Spy was a magazine of satirical journalism, featuring in-depth investigative journalism. Based in New York, Spy resembled the British magazine Private Eye, which intelligently researched the American media and entertainment industries, and delivered content in a humorously irreverent style.
Some of Spy's features attempted to present the darker side of celebrities such as the prophetic photograph of Kurt Cobain holding a muzzle of a rifle in his mouth, Arnold Schwarzenegger (printing a nude photo of him and a picture of his father''s Nazi party membership card), John F. Kennedy, Jr., Martha Stewart, and especially the real-estate tycoon Donald Trump and his then-wife Ivana Trump. The mogul was repeatedly described as "short-fingered vulgarian Donald Trump," and such literary, pejorative epithets became a Spy trademark.

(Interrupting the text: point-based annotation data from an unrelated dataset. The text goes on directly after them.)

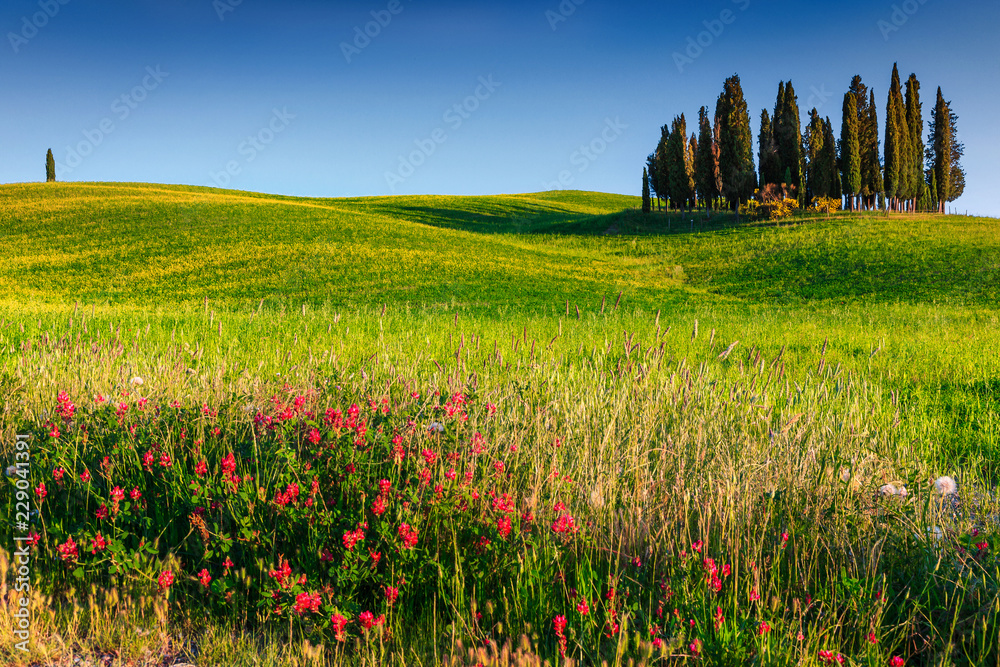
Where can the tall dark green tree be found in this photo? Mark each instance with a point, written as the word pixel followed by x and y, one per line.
pixel 941 150
pixel 690 158
pixel 767 156
pixel 897 144
pixel 651 178
pixel 788 136
pixel 736 166
pixel 829 159
pixel 706 165
pixel 957 150
pixel 850 151
pixel 662 182
pixel 645 191
pixel 915 123
pixel 821 158
pixel 50 167
pixel 872 183
pixel 681 181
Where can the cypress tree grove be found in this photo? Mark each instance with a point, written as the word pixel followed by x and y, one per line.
pixel 850 151
pixel 50 167
pixel 941 149
pixel 645 191
pixel 706 165
pixel 736 166
pixel 915 122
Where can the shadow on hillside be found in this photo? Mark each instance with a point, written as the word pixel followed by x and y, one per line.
pixel 522 219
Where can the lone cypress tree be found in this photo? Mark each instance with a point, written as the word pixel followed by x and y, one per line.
pixel 50 168
pixel 788 136
pixel 681 183
pixel 662 183
pixel 651 177
pixel 706 166
pixel 957 150
pixel 735 144
pixel 817 180
pixel 645 191
pixel 829 157
pixel 850 150
pixel 941 149
pixel 770 164
pixel 915 122
pixel 897 143
pixel 871 168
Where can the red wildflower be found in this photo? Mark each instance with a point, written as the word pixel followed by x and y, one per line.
pixel 408 535
pixel 68 550
pixel 339 623
pixel 305 602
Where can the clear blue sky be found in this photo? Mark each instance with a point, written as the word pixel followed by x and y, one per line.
pixel 263 95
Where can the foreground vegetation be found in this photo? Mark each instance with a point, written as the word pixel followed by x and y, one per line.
pixel 695 473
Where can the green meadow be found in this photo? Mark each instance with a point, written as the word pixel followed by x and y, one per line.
pixel 744 386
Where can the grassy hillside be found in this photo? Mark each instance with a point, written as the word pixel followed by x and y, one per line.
pixel 144 245
pixel 702 463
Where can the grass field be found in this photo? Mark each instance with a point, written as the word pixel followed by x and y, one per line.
pixel 744 387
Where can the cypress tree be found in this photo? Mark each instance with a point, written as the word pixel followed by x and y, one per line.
pixel 941 147
pixel 681 183
pixel 817 182
pixel 736 166
pixel 915 122
pixel 706 166
pixel 663 167
pixel 689 161
pixel 897 144
pixel 830 160
pixel 50 167
pixel 850 150
pixel 770 165
pixel 651 178
pixel 645 191
pixel 871 168
pixel 788 136
pixel 932 200
pixel 957 150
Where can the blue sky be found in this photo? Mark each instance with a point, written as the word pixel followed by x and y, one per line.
pixel 447 97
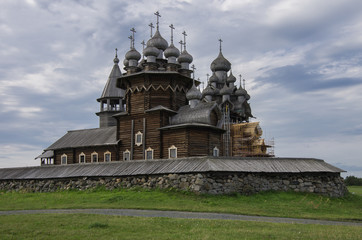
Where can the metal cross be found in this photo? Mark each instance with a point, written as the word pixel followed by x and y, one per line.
pixel 182 43
pixel 151 26
pixel 184 33
pixel 158 16
pixel 220 43
pixel 131 38
pixel 143 48
pixel 133 32
pixel 172 28
pixel 193 71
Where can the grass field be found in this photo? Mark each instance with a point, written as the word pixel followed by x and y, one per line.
pixel 84 226
pixel 277 204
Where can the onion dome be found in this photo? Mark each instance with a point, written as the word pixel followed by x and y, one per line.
pixel 172 51
pixel 185 57
pixel 213 78
pixel 208 91
pixel 220 64
pixel 125 63
pixel 151 51
pixel 226 90
pixel 241 92
pixel 193 93
pixel 231 78
pixel 157 41
pixel 133 54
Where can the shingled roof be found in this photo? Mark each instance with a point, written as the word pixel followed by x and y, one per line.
pixel 86 138
pixel 183 165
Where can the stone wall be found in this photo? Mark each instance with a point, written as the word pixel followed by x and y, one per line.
pixel 329 184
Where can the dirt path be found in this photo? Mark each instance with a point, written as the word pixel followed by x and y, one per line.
pixel 177 214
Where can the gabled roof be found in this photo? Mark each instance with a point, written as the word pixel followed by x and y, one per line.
pixel 86 138
pixel 201 113
pixel 110 89
pixel 182 165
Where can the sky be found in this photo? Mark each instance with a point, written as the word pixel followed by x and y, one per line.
pixel 302 62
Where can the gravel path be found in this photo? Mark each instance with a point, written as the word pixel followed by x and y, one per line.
pixel 177 214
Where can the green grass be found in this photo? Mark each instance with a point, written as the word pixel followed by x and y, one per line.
pixel 355 190
pixel 278 204
pixel 86 226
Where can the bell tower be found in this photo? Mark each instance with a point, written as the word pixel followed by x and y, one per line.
pixel 112 99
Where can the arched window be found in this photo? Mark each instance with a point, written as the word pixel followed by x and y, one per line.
pixel 172 152
pixel 107 156
pixel 215 152
pixel 64 159
pixel 82 158
pixel 126 155
pixel 94 157
pixel 138 138
pixel 149 153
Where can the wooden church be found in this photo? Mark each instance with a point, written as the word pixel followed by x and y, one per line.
pixel 154 110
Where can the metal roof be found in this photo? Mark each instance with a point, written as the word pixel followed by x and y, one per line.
pixel 86 138
pixel 182 165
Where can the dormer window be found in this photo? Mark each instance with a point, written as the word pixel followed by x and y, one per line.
pixel 107 156
pixel 215 152
pixel 64 159
pixel 149 153
pixel 82 158
pixel 138 138
pixel 172 152
pixel 126 155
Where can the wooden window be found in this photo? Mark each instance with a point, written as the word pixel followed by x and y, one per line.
pixel 94 157
pixel 149 153
pixel 107 156
pixel 126 155
pixel 172 152
pixel 138 138
pixel 64 159
pixel 215 152
pixel 82 158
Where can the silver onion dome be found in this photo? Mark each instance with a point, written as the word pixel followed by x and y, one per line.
pixel 193 93
pixel 231 78
pixel 133 54
pixel 220 64
pixel 157 41
pixel 172 51
pixel 185 57
pixel 151 51
pixel 226 90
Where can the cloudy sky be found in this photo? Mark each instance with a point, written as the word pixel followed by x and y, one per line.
pixel 302 61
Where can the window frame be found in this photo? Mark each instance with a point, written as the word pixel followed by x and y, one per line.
pixel 66 159
pixel 140 136
pixel 110 156
pixel 94 154
pixel 172 148
pixel 127 152
pixel 148 150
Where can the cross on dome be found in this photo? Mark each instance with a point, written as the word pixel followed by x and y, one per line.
pixel 158 16
pixel 172 28
pixel 151 26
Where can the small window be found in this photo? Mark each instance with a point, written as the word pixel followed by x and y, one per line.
pixel 64 159
pixel 138 138
pixel 126 155
pixel 82 158
pixel 172 152
pixel 215 152
pixel 149 154
pixel 107 156
pixel 94 157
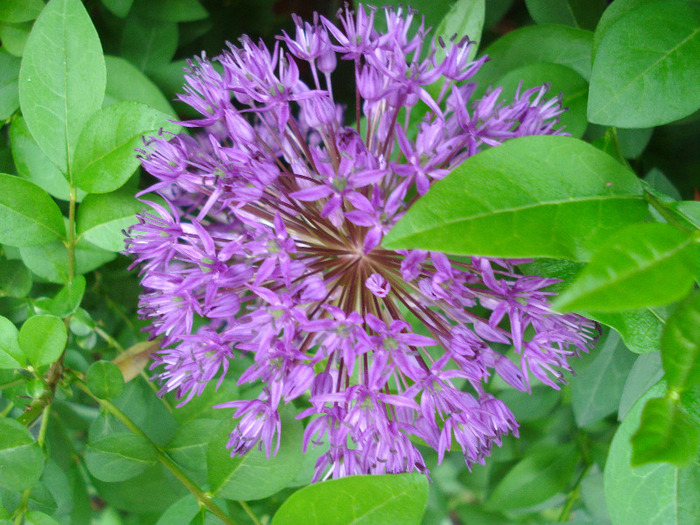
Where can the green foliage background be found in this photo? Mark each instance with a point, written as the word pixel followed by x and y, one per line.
pixel 83 436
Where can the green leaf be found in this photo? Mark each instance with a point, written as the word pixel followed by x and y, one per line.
pixel 575 13
pixel 15 279
pixel 189 444
pixel 21 460
pixel 600 379
pixel 101 218
pixel 34 165
pixel 11 355
pixel 640 329
pixel 50 261
pixel 541 474
pixel 658 494
pixel 680 345
pixel 119 456
pixel 105 380
pixel 9 75
pixel 253 476
pixel 563 80
pixel 119 8
pixel 665 434
pixel 644 264
pixel 655 80
pixel 147 44
pixel 465 18
pixel 171 10
pixel 547 196
pixel 645 373
pixel 105 157
pixel 558 44
pixel 14 37
pixel 28 216
pixel 612 14
pixel 360 500
pixel 35 517
pixel 62 79
pixel 43 339
pixel 125 82
pixel 16 11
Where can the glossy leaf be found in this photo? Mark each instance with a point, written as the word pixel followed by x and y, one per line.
pixel 655 81
pixel 640 329
pixel 360 500
pixel 43 339
pixel 576 13
pixel 645 373
pixel 21 459
pixel 119 456
pixel 557 44
pixel 665 434
pixel 680 345
pixel 9 94
pixel 11 355
pixel 563 80
pixel 600 378
pixel 104 157
pixel 148 45
pixel 102 218
pixel 541 474
pixel 125 82
pixel 548 196
pixel 105 380
pixel 15 279
pixel 632 269
pixel 62 79
pixel 656 494
pixel 28 216
pixel 50 261
pixel 171 10
pixel 254 475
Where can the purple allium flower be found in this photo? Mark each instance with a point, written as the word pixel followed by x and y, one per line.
pixel 271 242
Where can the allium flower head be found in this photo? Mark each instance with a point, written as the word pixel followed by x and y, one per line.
pixel 271 240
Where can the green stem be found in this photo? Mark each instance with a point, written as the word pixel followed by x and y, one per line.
pixel 202 497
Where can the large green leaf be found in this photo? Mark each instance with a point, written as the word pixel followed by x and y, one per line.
pixel 680 345
pixel 21 460
pixel 360 500
pixel 575 13
pixel 125 82
pixel 43 339
pixel 544 196
pixel 62 79
pixel 558 44
pixel 119 456
pixel 101 218
pixel 105 157
pixel 655 80
pixel 600 379
pixel 28 216
pixel 655 494
pixel 541 474
pixel 666 434
pixel 253 476
pixel 645 264
pixel 563 80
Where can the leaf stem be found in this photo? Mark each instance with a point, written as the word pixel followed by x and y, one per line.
pixel 203 498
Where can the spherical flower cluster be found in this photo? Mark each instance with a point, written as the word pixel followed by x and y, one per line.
pixel 270 243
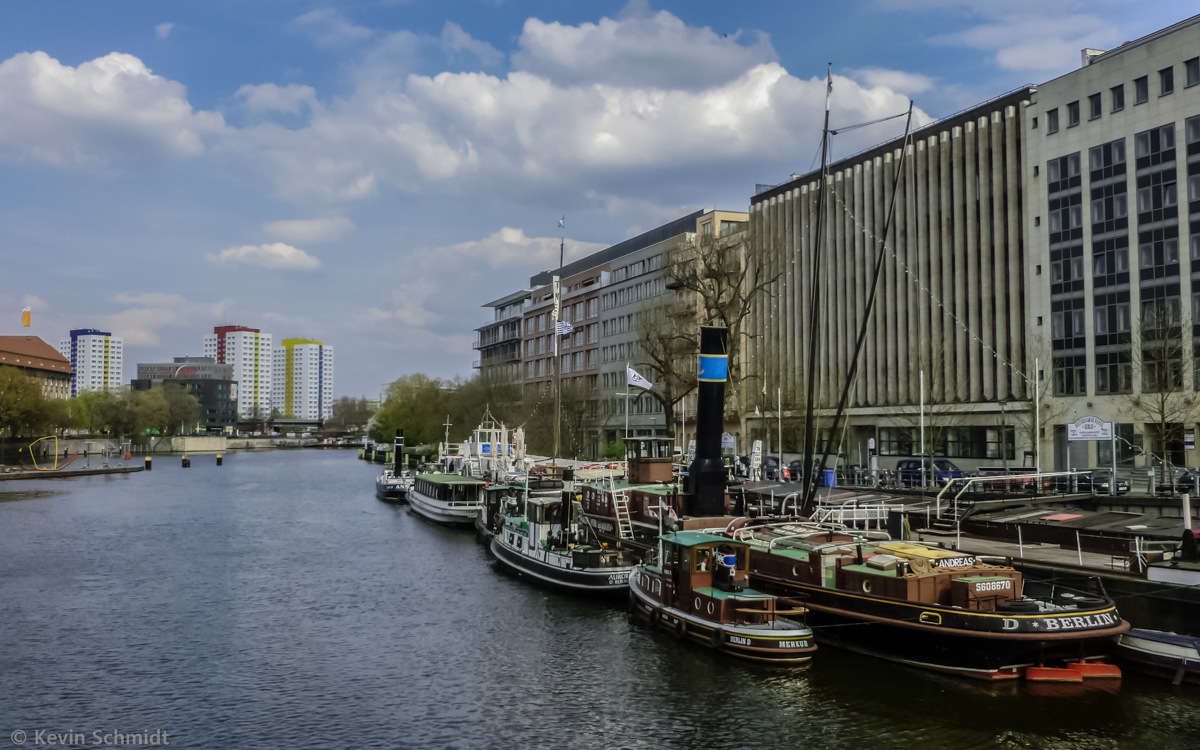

Spy's distinctive features included "Writer's Blecch," "Separated At Birth?," which were side-by-side photographs of two different celebrities, and "Celebrity Math," which presented thumbnail headshots atop simple and imaginative mathematical models representing the components of celebrities, for example,
David Letterman + Dennis Miller = Dennis Prager.
For a humorous magazine, Spy was often aggressive about straight feature reporting. In its 1993 article entitled "Clinton's First 100 Lies,", Spy was the first to detail what it described as the new president''s duplicitous behavior. After O.J. Simpson was acquitted on charges of murdering his former wife and her friend, Spy ran a cover story under the headline "He''s Guilty, By George!" compiling a long list of details that its writers said proved conclusively that Simpson was the killer; he did not sue. Spy used a staff of attorneys to research such potentially libelous material, producing strong stories that often enraged their prominent subjects.
Despite its short life, Spy was among the most influential of American magazines, chiefly due to its consistently preserved policy of detached and ironic tone, to its use of imaginatively humorous scientific charts and tables to convey information, and its esthetically pleasing typography and layout. The magazine was also controversial: many reputable journalists considered it aggressive and flashy, whereas many younger ones felt it expressed exactly their thought.
After one shut-down and a subsequent rebirth, it closed for good in 1998.